Use the ./run-mst-shells.sh script to open a byobu/tmux session, with panels already set up for the processing steps above.

File overview

A quick overview:

  • run-mst-cogserver.sh: Starts a guile shell, starts the CogServer, and opens the configured storage database, and loads the word-pairs from the database.

  • run-mst-shells.sh: Multi-tasking terminal server. Opens multiple terminal sessions with tmux/byobu, and starts the CogServer in one of them. Use F3 and F4 to switch to different terminals.

  • mst-submit.sh: MST processing script. This pulls text files, one by one, from the text directory, and submits them for MST processing. Run this manually in the submit tmux/byobu window.

  • compute-mst-marginals.sh: A bash script that computes marginal statistics after MST parsing has concluded. This needs to be run by hand.

  • run-all-mst.sh: combines all of the above steps into one.

Automation notes

Some notes about the automation process.

  • Processing of texts is held off until all word-pairs are loaded. This is done with "gates" -- a mutex, called mst-gate is created. It is locked during word-pair loading, and unlocked when done. The text observers are blocked, waiting for this mutex.

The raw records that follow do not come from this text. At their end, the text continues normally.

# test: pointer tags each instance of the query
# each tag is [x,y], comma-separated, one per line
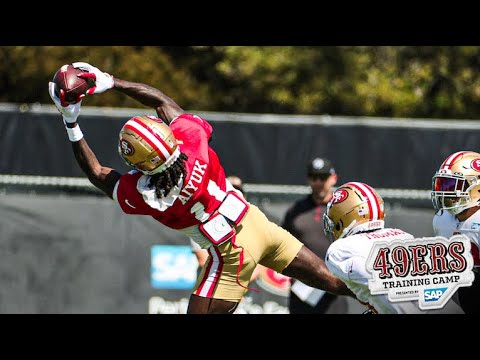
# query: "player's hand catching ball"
[103,80]
[69,113]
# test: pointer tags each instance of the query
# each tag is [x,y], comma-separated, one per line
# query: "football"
[66,78]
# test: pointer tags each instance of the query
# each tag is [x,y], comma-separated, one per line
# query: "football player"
[177,179]
[353,218]
[456,199]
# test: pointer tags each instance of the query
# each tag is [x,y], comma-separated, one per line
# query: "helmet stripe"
[372,202]
[449,161]
[170,151]
[149,138]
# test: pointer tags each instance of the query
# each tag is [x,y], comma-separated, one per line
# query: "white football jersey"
[347,257]
[447,225]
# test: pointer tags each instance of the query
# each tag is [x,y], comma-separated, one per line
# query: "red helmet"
[148,144]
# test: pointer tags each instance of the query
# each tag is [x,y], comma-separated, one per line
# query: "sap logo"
[433,294]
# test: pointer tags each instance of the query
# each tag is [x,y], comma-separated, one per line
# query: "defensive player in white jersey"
[456,199]
[177,179]
[354,218]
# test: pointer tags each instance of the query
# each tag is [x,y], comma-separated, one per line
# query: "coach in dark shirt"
[304,219]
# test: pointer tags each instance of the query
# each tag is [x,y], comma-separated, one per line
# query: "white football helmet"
[456,184]
[148,144]
[355,207]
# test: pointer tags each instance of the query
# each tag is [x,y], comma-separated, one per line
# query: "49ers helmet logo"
[127,148]
[475,164]
[339,196]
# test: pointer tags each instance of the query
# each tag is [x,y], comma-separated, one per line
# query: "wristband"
[75,133]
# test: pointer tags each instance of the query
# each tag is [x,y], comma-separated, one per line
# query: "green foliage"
[402,81]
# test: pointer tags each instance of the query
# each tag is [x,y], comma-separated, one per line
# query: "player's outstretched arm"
[166,108]
[102,177]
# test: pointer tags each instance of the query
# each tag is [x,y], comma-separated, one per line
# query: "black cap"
[320,166]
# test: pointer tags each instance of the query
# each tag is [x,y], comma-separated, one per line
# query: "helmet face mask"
[355,207]
[147,144]
[456,186]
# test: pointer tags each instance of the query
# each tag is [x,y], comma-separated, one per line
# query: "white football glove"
[69,113]
[103,81]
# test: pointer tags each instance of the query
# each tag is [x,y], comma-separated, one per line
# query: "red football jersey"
[203,189]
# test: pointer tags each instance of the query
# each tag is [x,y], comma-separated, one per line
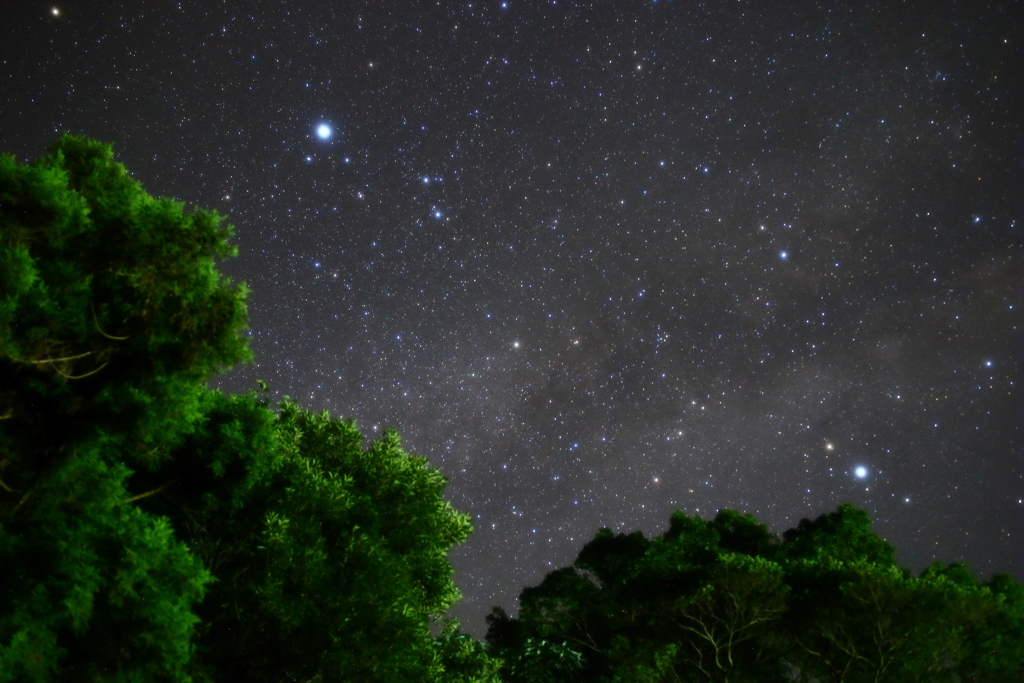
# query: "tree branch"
[150,493]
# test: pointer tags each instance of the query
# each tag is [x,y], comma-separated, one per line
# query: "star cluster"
[599,261]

  • When the submission of texts for counting has ended, the submit script calls (finish-mst-submit). This can be re-defined to do anything, when called. By default its a no-op. The fully-automated scripts define it so that the CogServer exits.

  • When marginals compution finishes, the /tmp/mst-marginals-done file is touched. Docker uses this to self-halt the container that's running. Yes, this is a non-unique tag, if not running in docker, and it needs fixing.